Тогда Виталий прерывал, брал Данте, читал странные, на его взгляд, и трогательные пояснения к стихам «Vita nova» («Новая жизнь»), к стихам, которые сами по себе были вполне понятны:
Все помыслы мне о Любви твердят,
Но как они несхожи меж собою:
Одни влекут своею добротою,
Другие мне неистово грозят…
И так далее.
А в конце: «Этот сонет делится на четыре части: в первой я говорю и показываю, что все мои мысли — о Любви; во второй говорю, что они различны меж собой…»
— Я совсем забыла, что это написано так, — удивлялась мама.
— Я и сам, честно говоря, только вчера сделал для себя это открытие.
Лида молчала.
Он протягивал руку к полке, не глядя доставал «Разговор о Данте», открывал давно приголубленную страницу:
— «…Внутренность горного камня, запрятанное в нем алладиново пространство, фонарность, ламповость, люстровая подсвеченность заложенных в нем рыбьих комнат — наилучший из ключей к уразумению колорита «Божественной комедии»…»

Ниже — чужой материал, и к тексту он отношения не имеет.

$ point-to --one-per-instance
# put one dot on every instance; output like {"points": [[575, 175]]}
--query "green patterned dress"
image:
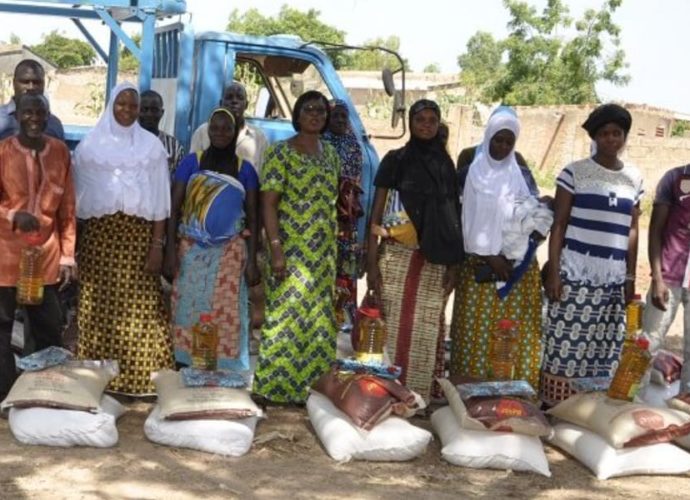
{"points": [[299, 332]]}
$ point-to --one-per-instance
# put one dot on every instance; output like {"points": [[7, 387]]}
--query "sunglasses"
{"points": [[314, 109]]}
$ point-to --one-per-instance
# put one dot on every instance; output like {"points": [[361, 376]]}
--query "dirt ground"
{"points": [[291, 463]]}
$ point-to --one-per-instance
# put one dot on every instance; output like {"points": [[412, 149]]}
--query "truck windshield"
{"points": [[274, 83]]}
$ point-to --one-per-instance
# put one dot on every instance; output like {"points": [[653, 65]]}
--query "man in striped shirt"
{"points": [[150, 114]]}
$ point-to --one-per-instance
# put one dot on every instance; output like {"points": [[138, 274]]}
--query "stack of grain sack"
{"points": [[59, 401], [210, 411], [492, 425], [359, 411], [615, 437]]}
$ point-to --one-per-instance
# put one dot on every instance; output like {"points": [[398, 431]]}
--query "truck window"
{"points": [[274, 83]]}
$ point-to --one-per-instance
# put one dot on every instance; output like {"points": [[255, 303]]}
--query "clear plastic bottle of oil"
{"points": [[30, 284], [502, 350], [372, 335], [205, 343], [633, 320], [634, 363]]}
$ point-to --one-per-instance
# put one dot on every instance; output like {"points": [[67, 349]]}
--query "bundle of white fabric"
{"points": [[530, 215]]}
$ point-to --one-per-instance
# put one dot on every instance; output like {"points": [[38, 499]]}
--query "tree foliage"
{"points": [[289, 21], [128, 63], [536, 64], [64, 52]]}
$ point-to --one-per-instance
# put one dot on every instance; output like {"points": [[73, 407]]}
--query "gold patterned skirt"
{"points": [[121, 314]]}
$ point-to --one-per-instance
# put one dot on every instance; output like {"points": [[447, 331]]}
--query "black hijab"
{"points": [[607, 113], [425, 179], [223, 160]]}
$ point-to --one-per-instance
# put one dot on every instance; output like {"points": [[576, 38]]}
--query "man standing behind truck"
{"points": [[251, 142], [36, 195], [150, 114], [669, 253]]}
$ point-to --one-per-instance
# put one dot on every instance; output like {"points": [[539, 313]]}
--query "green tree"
{"points": [[64, 52], [376, 60], [432, 68], [289, 21], [535, 64]]}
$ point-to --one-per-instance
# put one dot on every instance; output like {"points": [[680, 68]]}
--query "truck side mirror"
{"points": [[388, 82], [398, 109]]}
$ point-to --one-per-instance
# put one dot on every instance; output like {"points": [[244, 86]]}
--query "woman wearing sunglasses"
{"points": [[299, 186]]}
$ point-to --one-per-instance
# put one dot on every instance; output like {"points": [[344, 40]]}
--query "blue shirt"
{"points": [[9, 125]]}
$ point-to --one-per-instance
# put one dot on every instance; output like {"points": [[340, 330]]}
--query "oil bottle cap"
{"points": [[371, 312], [642, 343], [33, 238], [506, 324]]}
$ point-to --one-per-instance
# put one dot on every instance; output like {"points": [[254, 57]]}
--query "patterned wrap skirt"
{"points": [[584, 337], [477, 310], [121, 315], [211, 281], [413, 307]]}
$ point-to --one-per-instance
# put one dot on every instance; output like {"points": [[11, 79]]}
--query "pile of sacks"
{"points": [[492, 425], [205, 411], [620, 438], [59, 401], [359, 411]]}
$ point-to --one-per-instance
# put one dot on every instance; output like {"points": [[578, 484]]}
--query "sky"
{"points": [[653, 34]]}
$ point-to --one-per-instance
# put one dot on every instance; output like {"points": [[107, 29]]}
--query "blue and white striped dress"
{"points": [[586, 328]]}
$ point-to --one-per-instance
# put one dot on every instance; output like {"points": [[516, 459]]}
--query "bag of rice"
{"points": [[605, 461], [66, 428], [496, 413], [178, 402], [232, 438], [75, 385], [484, 449], [621, 423], [392, 440], [367, 399]]}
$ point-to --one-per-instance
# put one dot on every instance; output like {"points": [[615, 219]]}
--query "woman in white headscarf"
{"points": [[492, 188], [123, 195]]}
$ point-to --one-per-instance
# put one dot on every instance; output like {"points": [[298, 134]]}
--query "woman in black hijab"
{"points": [[416, 215], [592, 259]]}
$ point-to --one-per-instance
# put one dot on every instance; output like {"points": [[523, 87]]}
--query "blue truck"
{"points": [[191, 69]]}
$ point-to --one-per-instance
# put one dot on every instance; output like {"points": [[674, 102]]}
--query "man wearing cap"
{"points": [[29, 78], [37, 199]]}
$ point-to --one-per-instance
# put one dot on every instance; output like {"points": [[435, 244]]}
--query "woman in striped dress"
{"points": [[592, 259]]}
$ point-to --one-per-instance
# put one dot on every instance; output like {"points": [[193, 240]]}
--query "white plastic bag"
{"points": [[231, 438], [488, 449], [605, 461], [392, 440], [66, 428]]}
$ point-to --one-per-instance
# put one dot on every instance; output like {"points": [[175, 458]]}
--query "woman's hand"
{"points": [[154, 260], [170, 264], [553, 285], [629, 291], [501, 267], [660, 293], [252, 274], [278, 264], [374, 280], [450, 279]]}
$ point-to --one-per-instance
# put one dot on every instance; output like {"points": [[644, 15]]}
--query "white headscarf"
{"points": [[491, 189], [121, 169]]}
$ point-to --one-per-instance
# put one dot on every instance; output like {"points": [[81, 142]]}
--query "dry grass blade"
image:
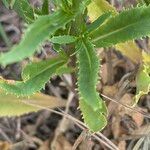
{"points": [[126, 106], [78, 123]]}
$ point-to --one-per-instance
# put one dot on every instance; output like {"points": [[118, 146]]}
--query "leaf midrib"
{"points": [[118, 30], [48, 67]]}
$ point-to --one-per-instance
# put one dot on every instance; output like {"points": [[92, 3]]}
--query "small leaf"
{"points": [[95, 120], [64, 39], [98, 22], [24, 10], [34, 36], [45, 7], [128, 25], [98, 7], [34, 76], [88, 74], [129, 49], [5, 2], [10, 105], [143, 78]]}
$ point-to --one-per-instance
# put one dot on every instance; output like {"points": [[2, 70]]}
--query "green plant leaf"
{"points": [[5, 2], [88, 74], [10, 105], [45, 7], [4, 36], [128, 25], [143, 78], [34, 76], [129, 49], [24, 10], [93, 26], [63, 39], [98, 7], [95, 120], [35, 35]]}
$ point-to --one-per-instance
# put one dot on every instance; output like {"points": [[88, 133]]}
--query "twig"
{"points": [[76, 121], [126, 106], [61, 127]]}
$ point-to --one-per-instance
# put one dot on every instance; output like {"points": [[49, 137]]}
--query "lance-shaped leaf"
{"points": [[35, 35], [128, 25], [88, 74], [10, 105], [129, 49], [64, 39], [34, 76], [95, 120], [22, 7], [143, 78]]}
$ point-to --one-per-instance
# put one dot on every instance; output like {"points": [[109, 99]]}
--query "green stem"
{"points": [[4, 36]]}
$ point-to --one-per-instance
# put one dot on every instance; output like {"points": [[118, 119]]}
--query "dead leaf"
{"points": [[122, 145], [62, 143], [10, 105], [5, 145]]}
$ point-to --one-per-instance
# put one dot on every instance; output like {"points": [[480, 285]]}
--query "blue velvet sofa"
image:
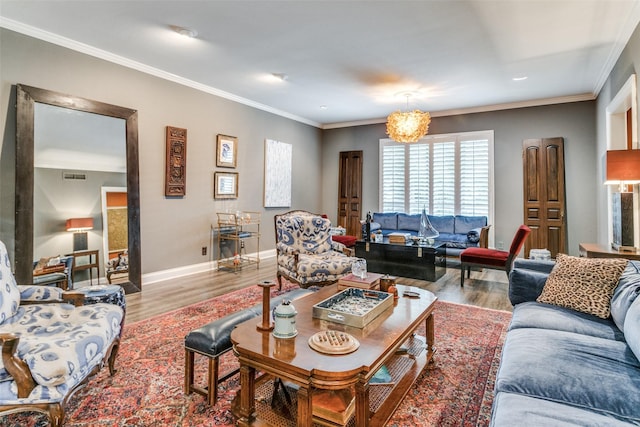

И — точно как Лида! — задумывался. Он, верно, тоже скоро начнет запоминать, да не тщеславия ради, не для шумной беседы, а чтоб в семейном кругу придавить партнера к ногтю: вот я каков!
Нет, нет, до этого не дойдет! Но почему же ему так легко читать это все маме и так трудно ей?
Однако книга тянет к себе. Бог с ней, с Лидой.
«Поэма самой густолиственной своей стороной обращена к авторитету — она всего широкошумнее, всего концертнее именно тогда, когда ее голубит догмат, канон, твердое златоустово слово. Но вся беда в том, что в авторитете или, точнее, в авторитарности мы видим лишь застрахованность от ошибок и совсем не разбираемся в той грандиозной музыке доверчивости, доверия… уверования, которыми распоряжается Дант».